Laisenia Qarase has been sworn in for a second term as Fiji's prime minister, following his narrow poll win.
Mr Qarase has already served one five-year term
Election officials confirmed his party won 36 seats in the 71-member parliament, while the party led by ethnic Indian Mahendra Chaudhry won 31.
There has been no violence reported as a result of the racially-charged poll.
However, Fiji faces the prospect of political instability as its powerful military leader warned he was unhappy with Mr Qarase's election victory.
Fiji's military commander has been a vocal critic of the prime minister's plans to offer amnesties to those involved in a coup six years ago, which deposed Mr Chaudhry, who was then serving as the country's first ethnic Indian prime minister.
Commodore Frank Bainimarama has in the past threatened to remove the government if such controversial legislation was passed.
Mr Qarase told the BBC's World Today programme on Thursday that he would introduce a revised bill ordering parliament to set up a commission to investigate the coup.

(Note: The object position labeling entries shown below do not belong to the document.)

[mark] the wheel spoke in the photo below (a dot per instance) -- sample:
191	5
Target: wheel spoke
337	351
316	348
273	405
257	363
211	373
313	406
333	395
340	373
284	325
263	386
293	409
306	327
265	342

He admitted a possible outcome could be an amnesty for the coup leaders.
Race is a central issue in Fiji, where indigenous Fijians make up about 55% of the country's population, while most of the rest are of Indian origin.
The poll pitted Mr Qarase's indigenous SDL party against the Fiji Labour Party, led by ethnic Indian Mr Chaudhry.
Support from independents
Mr Qarase claimed victory after most of the votes had been counted on Wednesday. But official results were only available later - and even now the ballots for one seat have yet to be counted.
According to the official results, the SDL (Soqosoqo Duavata ni Lewenivanua) party won 36 seats in the 71-seat parliament. Mr Qarase also claims to have the support of two independents, giving him a majority of 38 seats.
Mr Chaudhry's Labour Party won 31 seats, but is also thought to have the support of two candidates from a minor party.
Mr Qarase said on Wednesday that he would abide by the constitution and invite his Labour rivals into a new Cabinet.
But he said he hoped Mr Chaudhry would opt instead to remain in opposition, as he did after the 2001 election.
"I don't believe in a multi-party Cabinet. I believe that the party that wins should take it all, like in most other democracies," Mr Qarase said.